Would he have come back a second time, and come back to a room which appeared to contain nothing stealable if he hadn't got wind of the emeralds? It was taking a risk to come back. There must have been a strong motive. The emeralds would provide the motive. A room containing nothing but panelling, two china candlesticks, and an immovable four-post bed frankly would not. It became most urgently necessary to find the burglar.

Jim had a pleasant picture of himself asking the forty thousand odd adult inhabitants of Ledlington to show him their front teeth. There didn't seem to be any other way of identifying the burglar.

He read all that his paper had to say about the Van Berg case. There was a lot of it, but it didn't amount to anything at all. He gathered that Elmer was about the same, that Susie was refusing to be interviewed—the journalistic euphemism for this is, “absolutely prostrated”—and that the police were sitting tight. He thought that he would go and have another look at the back numbers as soon as the free library opened. There were several points on which he felt he could do with a little more information.

He left the station at half past eight and walked in the direction of the library. It would not be open until nine o'clock, so he walked down the High Street, through Poulter's Row, and round the Market Square.

The library is upon the east side of the square. It was presented to Ledlington by the late Sir Albert Dawnish in recognition of the fact that it was in Ledlington that the first of Dawnish's Quick Cash Stores had had its birth. Sir Albert himself, three times life size, stands in the middle of the square attired in the strange garments peculiar to statuary. There are the trousers that would break any man's leg, the negligent tie, the flapping collar, and the cloak. It was a very expensive statue. Ledlington regards it with pride.

Jim was passing the statue a second time, when a girl who had just come down Market Street with a basket on her arm stopped short not a yard away and said “Oh!” in a tone of so much surprise that his attention was arrested. A moment before, he had not known that there was a girl there, but when she said “Oh!” he saw Min Williams staring at him and recognized her at once. She had on a blue serge coat and skirt and a very neat little dark blue hat which threw up the gold of her hair and the blue of her eyes.
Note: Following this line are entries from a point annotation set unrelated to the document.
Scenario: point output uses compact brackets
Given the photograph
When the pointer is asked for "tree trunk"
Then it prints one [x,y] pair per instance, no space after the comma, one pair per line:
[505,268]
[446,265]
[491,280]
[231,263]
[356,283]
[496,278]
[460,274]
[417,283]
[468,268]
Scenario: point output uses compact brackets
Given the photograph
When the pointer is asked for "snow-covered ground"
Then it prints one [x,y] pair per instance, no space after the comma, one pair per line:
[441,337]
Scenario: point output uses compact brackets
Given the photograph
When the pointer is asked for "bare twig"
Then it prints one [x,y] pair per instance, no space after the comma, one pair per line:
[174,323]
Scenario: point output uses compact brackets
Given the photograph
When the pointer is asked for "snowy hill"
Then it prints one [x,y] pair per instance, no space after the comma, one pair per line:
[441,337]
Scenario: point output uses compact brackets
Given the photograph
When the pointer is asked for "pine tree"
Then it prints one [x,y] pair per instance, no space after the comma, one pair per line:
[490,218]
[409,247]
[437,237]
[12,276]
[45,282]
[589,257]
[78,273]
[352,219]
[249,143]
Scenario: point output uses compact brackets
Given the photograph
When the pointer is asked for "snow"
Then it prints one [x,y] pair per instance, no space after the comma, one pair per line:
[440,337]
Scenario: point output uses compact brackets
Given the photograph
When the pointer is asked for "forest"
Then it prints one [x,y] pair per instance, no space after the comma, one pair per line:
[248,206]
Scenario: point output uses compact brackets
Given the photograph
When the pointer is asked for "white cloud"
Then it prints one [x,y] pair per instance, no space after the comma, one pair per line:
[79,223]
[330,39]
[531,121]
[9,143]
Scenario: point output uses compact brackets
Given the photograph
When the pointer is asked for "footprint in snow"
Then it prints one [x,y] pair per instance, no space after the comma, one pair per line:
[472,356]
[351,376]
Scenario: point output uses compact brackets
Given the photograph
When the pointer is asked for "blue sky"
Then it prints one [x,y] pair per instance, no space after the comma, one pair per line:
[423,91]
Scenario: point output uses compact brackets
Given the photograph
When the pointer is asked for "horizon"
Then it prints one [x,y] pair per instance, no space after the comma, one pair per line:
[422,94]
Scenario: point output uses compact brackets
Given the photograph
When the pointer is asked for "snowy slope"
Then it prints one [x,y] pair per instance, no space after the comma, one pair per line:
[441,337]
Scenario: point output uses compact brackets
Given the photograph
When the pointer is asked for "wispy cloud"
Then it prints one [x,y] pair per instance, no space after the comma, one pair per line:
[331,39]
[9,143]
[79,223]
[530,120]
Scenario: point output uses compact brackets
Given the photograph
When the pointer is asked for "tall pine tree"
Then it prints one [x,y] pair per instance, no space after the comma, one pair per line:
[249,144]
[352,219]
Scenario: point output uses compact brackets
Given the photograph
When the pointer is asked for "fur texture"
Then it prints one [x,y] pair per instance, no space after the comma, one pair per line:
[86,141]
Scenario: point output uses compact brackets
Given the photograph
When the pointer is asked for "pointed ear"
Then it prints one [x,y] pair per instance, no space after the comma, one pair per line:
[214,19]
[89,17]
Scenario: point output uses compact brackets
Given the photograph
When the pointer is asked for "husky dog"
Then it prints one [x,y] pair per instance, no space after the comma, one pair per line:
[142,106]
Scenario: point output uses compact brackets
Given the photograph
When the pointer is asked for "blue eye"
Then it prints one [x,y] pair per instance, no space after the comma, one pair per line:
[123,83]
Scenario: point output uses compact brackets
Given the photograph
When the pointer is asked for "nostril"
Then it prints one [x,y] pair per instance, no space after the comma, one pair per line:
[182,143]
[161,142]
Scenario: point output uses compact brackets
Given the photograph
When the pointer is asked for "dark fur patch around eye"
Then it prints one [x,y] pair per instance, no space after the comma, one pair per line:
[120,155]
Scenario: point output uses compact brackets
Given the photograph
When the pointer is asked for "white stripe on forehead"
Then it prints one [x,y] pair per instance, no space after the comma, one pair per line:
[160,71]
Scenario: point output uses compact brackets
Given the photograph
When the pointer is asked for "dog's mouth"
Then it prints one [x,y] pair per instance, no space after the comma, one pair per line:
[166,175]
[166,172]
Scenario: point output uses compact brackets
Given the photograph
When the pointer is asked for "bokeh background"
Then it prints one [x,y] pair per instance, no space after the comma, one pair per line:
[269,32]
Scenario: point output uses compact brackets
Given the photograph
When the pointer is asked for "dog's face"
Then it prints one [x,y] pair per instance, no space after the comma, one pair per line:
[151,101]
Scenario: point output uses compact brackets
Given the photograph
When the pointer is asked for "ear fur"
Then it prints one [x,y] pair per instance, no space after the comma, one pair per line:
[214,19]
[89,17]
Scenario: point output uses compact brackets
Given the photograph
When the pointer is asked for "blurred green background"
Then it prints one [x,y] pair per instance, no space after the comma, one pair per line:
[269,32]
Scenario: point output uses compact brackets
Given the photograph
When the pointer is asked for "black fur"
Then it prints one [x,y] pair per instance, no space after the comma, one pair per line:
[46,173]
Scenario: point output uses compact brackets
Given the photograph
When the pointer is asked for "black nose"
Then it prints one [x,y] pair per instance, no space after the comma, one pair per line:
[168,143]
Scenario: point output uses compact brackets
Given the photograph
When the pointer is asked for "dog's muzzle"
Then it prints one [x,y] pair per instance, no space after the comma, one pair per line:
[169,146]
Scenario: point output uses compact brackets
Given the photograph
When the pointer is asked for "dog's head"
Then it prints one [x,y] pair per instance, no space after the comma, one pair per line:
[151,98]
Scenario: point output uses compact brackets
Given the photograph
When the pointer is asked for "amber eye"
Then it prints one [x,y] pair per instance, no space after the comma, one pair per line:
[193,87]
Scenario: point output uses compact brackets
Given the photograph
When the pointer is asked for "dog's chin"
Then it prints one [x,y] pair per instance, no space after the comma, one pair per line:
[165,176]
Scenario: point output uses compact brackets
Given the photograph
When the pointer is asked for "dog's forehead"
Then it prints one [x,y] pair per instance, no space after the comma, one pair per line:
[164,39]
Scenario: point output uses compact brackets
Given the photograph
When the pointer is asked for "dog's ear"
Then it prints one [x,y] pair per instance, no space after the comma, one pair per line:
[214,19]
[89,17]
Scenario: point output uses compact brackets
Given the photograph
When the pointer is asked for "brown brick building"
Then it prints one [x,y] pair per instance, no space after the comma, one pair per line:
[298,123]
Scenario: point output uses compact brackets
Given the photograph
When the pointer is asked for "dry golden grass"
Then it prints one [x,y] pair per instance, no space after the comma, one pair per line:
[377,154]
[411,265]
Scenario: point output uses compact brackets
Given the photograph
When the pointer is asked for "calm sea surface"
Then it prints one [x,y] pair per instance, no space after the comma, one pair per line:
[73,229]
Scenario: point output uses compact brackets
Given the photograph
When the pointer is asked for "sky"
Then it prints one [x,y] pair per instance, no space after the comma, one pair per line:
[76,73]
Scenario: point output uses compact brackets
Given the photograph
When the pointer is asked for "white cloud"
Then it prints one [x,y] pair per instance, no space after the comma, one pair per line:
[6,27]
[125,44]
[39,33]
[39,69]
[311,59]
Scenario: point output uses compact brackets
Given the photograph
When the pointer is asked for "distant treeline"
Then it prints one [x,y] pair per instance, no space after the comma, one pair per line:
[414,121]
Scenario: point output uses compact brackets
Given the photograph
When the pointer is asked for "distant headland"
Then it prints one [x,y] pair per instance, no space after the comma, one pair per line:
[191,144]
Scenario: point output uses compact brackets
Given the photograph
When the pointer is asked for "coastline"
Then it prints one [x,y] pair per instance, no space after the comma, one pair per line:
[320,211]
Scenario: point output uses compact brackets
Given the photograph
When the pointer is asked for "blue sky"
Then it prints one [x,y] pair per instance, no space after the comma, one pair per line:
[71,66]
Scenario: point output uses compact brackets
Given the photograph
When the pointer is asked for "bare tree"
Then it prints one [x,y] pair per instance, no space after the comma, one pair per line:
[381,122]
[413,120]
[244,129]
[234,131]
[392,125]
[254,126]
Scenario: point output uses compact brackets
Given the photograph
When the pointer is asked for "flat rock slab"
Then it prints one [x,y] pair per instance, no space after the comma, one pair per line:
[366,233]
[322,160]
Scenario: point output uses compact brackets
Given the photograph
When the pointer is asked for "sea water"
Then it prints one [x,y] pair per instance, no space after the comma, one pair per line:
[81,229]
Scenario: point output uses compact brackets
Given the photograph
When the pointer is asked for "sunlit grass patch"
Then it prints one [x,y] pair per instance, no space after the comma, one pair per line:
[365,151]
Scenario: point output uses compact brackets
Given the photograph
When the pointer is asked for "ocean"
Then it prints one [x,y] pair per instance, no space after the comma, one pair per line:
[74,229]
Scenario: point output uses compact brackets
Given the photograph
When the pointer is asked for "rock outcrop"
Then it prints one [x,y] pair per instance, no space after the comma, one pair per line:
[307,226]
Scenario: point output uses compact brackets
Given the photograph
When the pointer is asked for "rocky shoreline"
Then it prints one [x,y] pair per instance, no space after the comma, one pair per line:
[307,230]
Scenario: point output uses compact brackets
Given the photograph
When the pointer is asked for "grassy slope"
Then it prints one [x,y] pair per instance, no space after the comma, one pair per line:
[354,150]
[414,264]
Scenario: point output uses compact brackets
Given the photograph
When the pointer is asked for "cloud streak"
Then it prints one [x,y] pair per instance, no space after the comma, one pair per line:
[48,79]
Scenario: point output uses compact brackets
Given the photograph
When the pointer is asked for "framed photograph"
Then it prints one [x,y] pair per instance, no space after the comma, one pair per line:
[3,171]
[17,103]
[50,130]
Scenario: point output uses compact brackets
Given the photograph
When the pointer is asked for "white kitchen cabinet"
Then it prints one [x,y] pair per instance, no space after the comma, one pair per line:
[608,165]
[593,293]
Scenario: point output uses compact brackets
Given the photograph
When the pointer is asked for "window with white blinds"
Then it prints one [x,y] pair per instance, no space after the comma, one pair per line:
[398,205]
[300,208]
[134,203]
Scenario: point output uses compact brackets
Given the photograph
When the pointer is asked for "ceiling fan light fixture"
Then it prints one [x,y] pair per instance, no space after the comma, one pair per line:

She said “Oh!” again, and her cheeks turned bright pink. It was an embarrassing encounter. There was nothing for it but to make it as ordinary as possible.

He said good morning, asked her why she was out so early, and was about to pass on, when she stopped him.

“Are you in a hurry?” It was said timidly, hesitatingly. Her colour came and went. Only a very hard-hearted person could have admitted to being in a hurry.

Jim said, “Not at all.”

“Then if we could just walk round the square—”

They began to walk. He wondered what she wanted to say to him. Apparently nothing, for she remained perfectly silent. When they reached the colonnade which embellishes the west side of the square, however, she turned to him with a look of embarrassed appeal.